There are a number of drawbacks to such a situation. It is expensive, and no one really knows how all the drugs in question might be interacting with each other. Patients are often not very happy about being treated in this way either.
Evidence based medicine clearly has a lot to commend it, but it seems to me that it has this major drawback, that it encourages caregivers to look at each condition a patient develops in isolation from the individual as a whole. Thus an individual who develops high blood pressure might be given a certain drug because the evidence is that it is effective in treating high blood pressure. Then they get another drug, because the evidence suggests that this drug is effective for gastrointestinal reflux, which they have developed. A bit later they are getting headaches, so they now take another drug which the evidence suggests is effective in treating headaches. And so, sometimes, it goes on, and the list gets longer.
In this scenario, each of the disease entities - high blood pressure, reflux, headache etc - are treated as if they are separate, discrete entities with no relation to each other or to the individual patient as a whole. This is clearly a questionable, but rarely questioned, assumption. Once the drugs start mounting up, this approach seems more and more inappropriate (although it is perhaps highly appropriate to the profits of the people who make all the drugs). Would it not sometimes be better to look at the patient differently? Rather than looking at a collection of discrete disease entities, look at the person in total. Look at them holistically. Try to see whether all these various problems are really manifestations of one underlying problem.

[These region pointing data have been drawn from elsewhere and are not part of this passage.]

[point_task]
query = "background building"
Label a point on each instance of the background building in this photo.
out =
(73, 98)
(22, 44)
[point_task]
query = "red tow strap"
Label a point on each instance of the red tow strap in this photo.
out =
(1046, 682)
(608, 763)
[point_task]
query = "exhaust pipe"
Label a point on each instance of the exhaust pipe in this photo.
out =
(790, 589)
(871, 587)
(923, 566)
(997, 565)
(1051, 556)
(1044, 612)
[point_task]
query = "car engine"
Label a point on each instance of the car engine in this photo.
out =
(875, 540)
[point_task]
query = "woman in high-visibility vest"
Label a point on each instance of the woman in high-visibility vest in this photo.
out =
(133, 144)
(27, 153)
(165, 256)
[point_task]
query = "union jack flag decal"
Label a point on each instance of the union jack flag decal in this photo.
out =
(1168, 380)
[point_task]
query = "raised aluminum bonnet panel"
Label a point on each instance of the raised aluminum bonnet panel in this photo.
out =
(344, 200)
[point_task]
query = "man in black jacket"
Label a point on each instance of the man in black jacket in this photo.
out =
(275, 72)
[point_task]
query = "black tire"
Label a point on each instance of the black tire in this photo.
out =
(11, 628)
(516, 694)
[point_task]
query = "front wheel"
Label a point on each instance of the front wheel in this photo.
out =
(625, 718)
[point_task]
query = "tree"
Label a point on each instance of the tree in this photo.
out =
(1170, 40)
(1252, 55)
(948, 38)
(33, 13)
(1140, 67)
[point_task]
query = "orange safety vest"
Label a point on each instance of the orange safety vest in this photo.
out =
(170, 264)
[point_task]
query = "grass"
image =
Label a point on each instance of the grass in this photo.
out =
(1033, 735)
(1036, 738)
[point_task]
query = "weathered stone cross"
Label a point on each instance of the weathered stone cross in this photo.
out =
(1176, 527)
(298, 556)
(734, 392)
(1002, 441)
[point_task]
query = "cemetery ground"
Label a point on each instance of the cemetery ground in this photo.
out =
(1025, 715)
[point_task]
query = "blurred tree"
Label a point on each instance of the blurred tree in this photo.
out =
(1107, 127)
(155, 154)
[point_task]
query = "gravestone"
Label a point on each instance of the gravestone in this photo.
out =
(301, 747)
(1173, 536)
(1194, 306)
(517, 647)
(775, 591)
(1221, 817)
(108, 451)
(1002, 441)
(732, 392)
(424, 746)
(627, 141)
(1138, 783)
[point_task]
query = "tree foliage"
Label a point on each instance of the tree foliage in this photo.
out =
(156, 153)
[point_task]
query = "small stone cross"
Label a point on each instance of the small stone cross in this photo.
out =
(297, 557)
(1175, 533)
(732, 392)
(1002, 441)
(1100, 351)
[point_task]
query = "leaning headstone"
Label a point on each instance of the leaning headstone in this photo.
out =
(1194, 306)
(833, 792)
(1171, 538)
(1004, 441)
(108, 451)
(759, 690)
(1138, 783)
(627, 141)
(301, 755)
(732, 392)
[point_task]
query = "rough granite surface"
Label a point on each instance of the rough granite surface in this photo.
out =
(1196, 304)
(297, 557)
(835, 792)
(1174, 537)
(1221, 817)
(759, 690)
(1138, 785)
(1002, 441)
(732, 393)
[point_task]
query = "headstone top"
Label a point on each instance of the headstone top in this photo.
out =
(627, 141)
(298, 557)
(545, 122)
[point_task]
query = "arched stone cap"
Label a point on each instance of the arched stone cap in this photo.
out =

The way western medicine has developed seems to have made it not very easily able to do this. Its heritage is reductionist and mechanistic, and the power of the drug companies reinforces this bias. Which is perhaps why many people turn to alternative forms of treatment which try for a more holistic perspective. In the kind of medicine I practice, for instance, Traditional Chinese Medicine (TCM), all the symptoms in the above example could very easily point to one underlying disharmony. In fact in TCM we speak of illness in terms of ‘root and branch’ (ben and biao). Generally treatment needs to be targeted at the root of the condition, not just at the branches. If there is something wrong with the roots of a tree, you might only notice this by looking at the branches, but unless the problem with the roots is sorted out, whatever you do to the branches is just a stop gap.